15 Aug 2021

Foreign Affairs considers how to help NZers in Afghanistan as cities fall to Taliban

4:42 pm on 15 August 2021

The foreign affairs Ministry (MFAT) is looking into how to help New Zealanders who are in Afghanistan as more cities fall under control of the Taliban.

A Taliban fighter holds a rocket-propelled grenade (RPG) along the roadside in Herat, Afghanistan's third biggest city, after government forces pulled out the day before following weeks of being under siege. (Photo by - / AFP)

The Taliban now controls much of Afghanistan, pictured a Taliban fighter with a rocket-propelled grenade in Herat. Photo: AFP

New Zealand does not have diplomatic staff in Afghanistan, but the Government said 17 New Zealanders have registered as living there, though there may be others who have not registered.

More than half of the country has now been captured by Taliban fighters, including most regional capitals, as US-led forces leave the country.

Taliban fighters are moving closer to the capital Kabul, and have just captured Mazar-i-Sharif, the last major city in northern Afghanistan which was an anti-Taliban bastion and had been under government control.

Hundreds of thousands of people have been displaced, and western countries are scrambling to make plans to evacuate their citizens.

MFAT said it was crucial New Zealanders in Afghanistan registered with them at safetravel.govt.nz, and update them if their plans change or they are able to leave the country.

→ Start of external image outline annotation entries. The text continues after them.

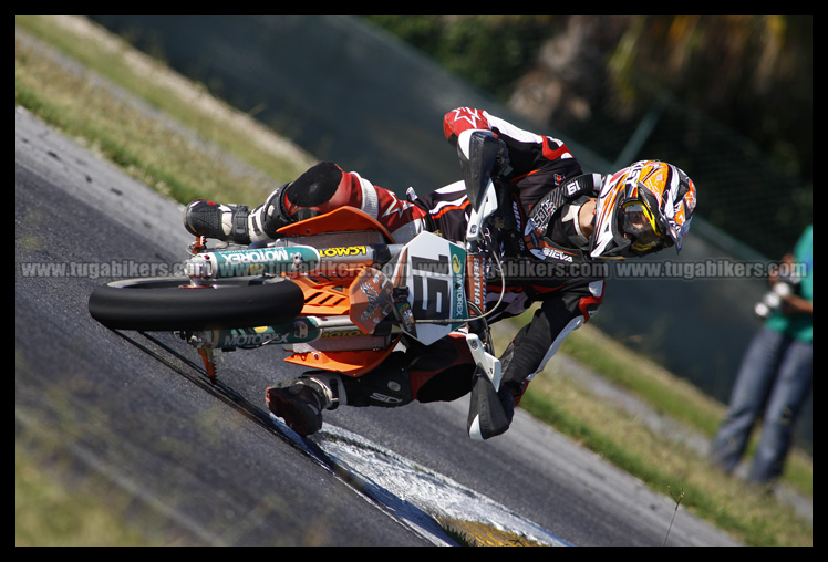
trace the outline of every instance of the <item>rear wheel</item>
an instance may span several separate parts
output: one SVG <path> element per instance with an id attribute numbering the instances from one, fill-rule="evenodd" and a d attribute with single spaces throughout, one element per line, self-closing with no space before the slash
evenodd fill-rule
<path id="1" fill-rule="evenodd" d="M 186 277 L 113 281 L 92 292 L 90 314 L 114 330 L 166 332 L 280 324 L 298 316 L 304 305 L 302 290 L 287 280 L 188 285 Z"/>

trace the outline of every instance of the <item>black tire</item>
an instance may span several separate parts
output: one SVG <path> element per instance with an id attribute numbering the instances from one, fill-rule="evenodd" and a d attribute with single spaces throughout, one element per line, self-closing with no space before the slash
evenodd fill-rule
<path id="1" fill-rule="evenodd" d="M 216 288 L 182 288 L 188 283 L 188 278 L 113 281 L 92 292 L 90 314 L 114 330 L 169 332 L 280 324 L 304 305 L 302 290 L 290 281 L 226 280 Z"/>

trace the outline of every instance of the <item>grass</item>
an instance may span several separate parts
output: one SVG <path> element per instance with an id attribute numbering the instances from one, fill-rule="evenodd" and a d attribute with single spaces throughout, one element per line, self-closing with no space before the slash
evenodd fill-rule
<path id="1" fill-rule="evenodd" d="M 249 116 L 224 106 L 198 84 L 184 83 L 182 87 L 178 79 L 167 79 L 163 66 L 137 58 L 127 45 L 79 31 L 77 21 L 58 17 L 15 19 L 17 25 L 81 63 L 74 70 L 68 69 L 39 49 L 15 41 L 15 105 L 24 106 L 133 177 L 180 202 L 209 197 L 257 205 L 276 185 L 294 178 L 312 162 L 307 155 L 273 144 L 272 135 Z M 141 96 L 153 112 L 165 117 L 137 111 L 90 71 Z M 509 332 L 514 332 L 514 326 Z M 504 347 L 505 342 L 500 341 L 497 348 Z M 704 436 L 712 436 L 722 418 L 721 404 L 589 325 L 576 331 L 561 353 Z M 549 372 L 536 377 L 521 403 L 535 417 L 600 452 L 661 493 L 683 490 L 682 509 L 692 510 L 746 544 L 813 544 L 811 525 L 797 519 L 773 496 L 711 469 L 698 451 L 652 431 L 634 415 L 608 404 L 577 379 L 555 376 L 556 368 L 553 360 Z M 45 524 L 34 527 L 32 532 L 29 525 L 54 513 L 82 513 L 85 519 L 87 512 L 106 510 L 107 506 L 94 506 L 93 495 L 83 495 L 84 501 L 66 495 L 59 483 L 61 479 L 28 451 L 29 448 L 15 447 L 15 543 L 66 543 L 72 537 L 92 543 L 93 535 L 100 534 L 120 537 L 117 541 L 125 544 L 142 541 L 132 534 L 133 530 L 120 524 L 118 517 L 103 518 L 102 524 L 115 529 L 91 534 L 61 533 Z M 811 496 L 813 459 L 795 452 L 785 481 Z"/>

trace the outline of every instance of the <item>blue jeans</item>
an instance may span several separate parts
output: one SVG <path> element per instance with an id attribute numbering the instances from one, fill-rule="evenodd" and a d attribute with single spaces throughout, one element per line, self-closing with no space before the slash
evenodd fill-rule
<path id="1" fill-rule="evenodd" d="M 794 425 L 814 382 L 814 347 L 763 327 L 742 360 L 731 404 L 711 444 L 711 460 L 732 472 L 754 424 L 764 423 L 748 481 L 769 483 L 782 475 Z"/>

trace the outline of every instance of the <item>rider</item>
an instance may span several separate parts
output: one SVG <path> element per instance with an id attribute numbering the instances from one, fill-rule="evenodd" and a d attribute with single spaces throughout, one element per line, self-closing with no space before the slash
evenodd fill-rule
<path id="1" fill-rule="evenodd" d="M 485 111 L 456 108 L 443 119 L 457 146 L 464 177 L 493 177 L 506 191 L 507 236 L 500 241 L 505 295 L 493 285 L 489 322 L 540 306 L 503 353 L 498 397 L 509 419 L 532 376 L 566 336 L 596 313 L 603 299 L 606 259 L 681 249 L 695 208 L 693 181 L 675 166 L 642 160 L 614 174 L 583 174 L 566 145 L 517 128 Z M 463 240 L 470 202 L 463 183 L 407 200 L 332 163 L 311 167 L 276 189 L 252 211 L 195 200 L 185 226 L 196 236 L 237 243 L 269 241 L 291 222 L 352 206 L 376 218 L 406 242 L 423 230 Z M 592 267 L 590 267 L 592 266 Z M 569 268 L 569 269 L 567 269 Z M 534 274 L 541 271 L 540 274 Z M 548 272 L 553 272 L 551 275 Z M 268 406 L 300 435 L 322 426 L 322 410 L 339 405 L 402 406 L 454 400 L 472 386 L 474 360 L 465 339 L 447 336 L 427 350 L 413 342 L 359 378 L 311 372 L 267 389 Z"/>

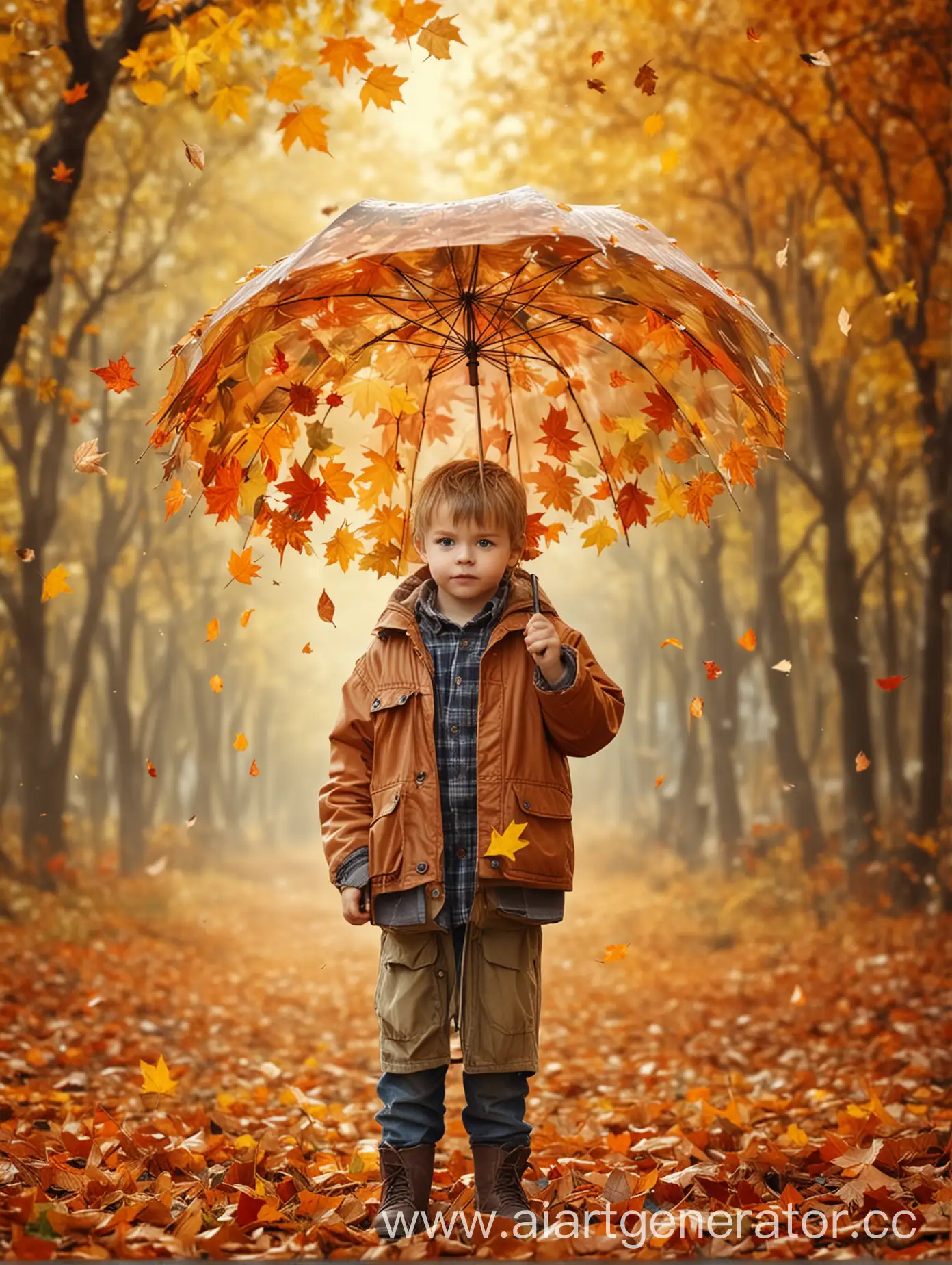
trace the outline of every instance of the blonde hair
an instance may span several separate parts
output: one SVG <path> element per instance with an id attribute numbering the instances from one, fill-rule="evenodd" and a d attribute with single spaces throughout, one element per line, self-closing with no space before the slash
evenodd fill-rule
<path id="1" fill-rule="evenodd" d="M 526 536 L 526 490 L 517 478 L 496 462 L 473 459 L 446 462 L 430 471 L 420 484 L 410 511 L 410 528 L 415 540 L 422 540 L 430 529 L 437 505 L 445 501 L 453 514 L 453 525 L 460 519 L 496 522 L 520 546 Z"/>

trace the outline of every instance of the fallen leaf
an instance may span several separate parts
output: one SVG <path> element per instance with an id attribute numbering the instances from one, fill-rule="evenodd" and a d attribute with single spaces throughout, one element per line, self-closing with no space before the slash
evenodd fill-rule
<path id="1" fill-rule="evenodd" d="M 52 571 L 47 572 L 43 577 L 43 593 L 40 595 L 40 602 L 48 602 L 51 597 L 58 597 L 61 593 L 72 593 L 72 588 L 67 584 L 68 572 L 66 567 L 53 567 Z"/>

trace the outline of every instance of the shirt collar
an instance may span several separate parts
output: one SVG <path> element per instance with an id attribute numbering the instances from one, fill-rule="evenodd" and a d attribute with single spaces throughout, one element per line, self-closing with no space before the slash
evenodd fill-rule
<path id="1" fill-rule="evenodd" d="M 511 572 L 507 569 L 492 598 L 482 607 L 482 610 L 470 616 L 464 625 L 456 624 L 455 620 L 449 619 L 442 614 L 442 611 L 437 610 L 436 581 L 432 579 L 432 577 L 430 579 L 425 579 L 420 586 L 420 597 L 416 603 L 417 620 L 422 616 L 437 631 L 449 627 L 456 632 L 459 632 L 461 627 L 469 627 L 473 624 L 496 624 L 502 612 L 506 610 L 506 603 L 510 598 L 510 574 Z"/>

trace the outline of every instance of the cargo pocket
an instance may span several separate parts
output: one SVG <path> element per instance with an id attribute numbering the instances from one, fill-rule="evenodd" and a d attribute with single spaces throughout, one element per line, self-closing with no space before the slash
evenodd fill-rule
<path id="1" fill-rule="evenodd" d="M 391 1064 L 384 1070 L 405 1070 L 400 1066 L 405 1063 L 449 1063 L 448 980 L 445 970 L 437 972 L 435 939 L 441 934 L 381 931 L 373 1008 L 381 1061 Z"/>

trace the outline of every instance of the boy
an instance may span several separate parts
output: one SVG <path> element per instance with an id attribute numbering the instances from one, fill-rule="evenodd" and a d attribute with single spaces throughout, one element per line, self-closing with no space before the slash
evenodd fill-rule
<path id="1" fill-rule="evenodd" d="M 320 793 L 344 917 L 383 929 L 382 1237 L 429 1214 L 450 1015 L 475 1209 L 535 1226 L 523 1116 L 539 1070 L 542 923 L 561 920 L 571 891 L 566 756 L 606 746 L 625 708 L 545 595 L 534 614 L 517 567 L 526 493 L 507 471 L 484 462 L 480 479 L 477 460 L 441 466 L 411 528 L 424 565 L 394 589 L 344 686 Z"/>

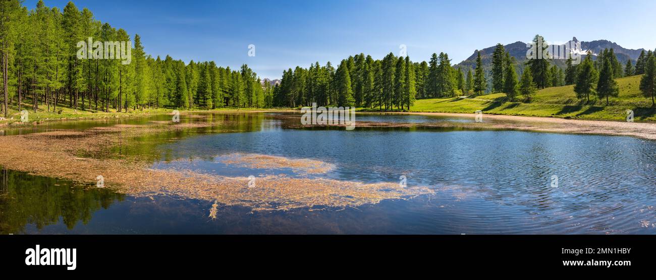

It was "exploring options" to assist those in Afghanistan, including by helping secure commercial flights for those who want to leave.

They were also talking with other governments whose citizens are trying to leave.

The Australian government has plans to send RAAF airplanes to bring diplomatic staff home, as well as interpreters and contractors who served alongside their troops.

Their planes are expected to arrive in Kabul as early as this week to begin the evacuation, that will be coordinated with the arrival of US and British security forces.

US President Joe Biden has faced international and domestic criticism for America's hasty retreat from Afghanistan, with British defence secretary Ben Wallace saying it risked returning the war-torn country to a breeding ground for terrorism.

The Taliban's breakneck advance towards Kabul has forced a rethink from the US on its continued diplomatic presence in Afghanistan.

The US will deploy 3000 troops to secure evacuations of US embassy staff from Kabul's green zone. Britain will do the same, sending about 600 troops on a short-term mission, and Canada will dispatch special force soldiers.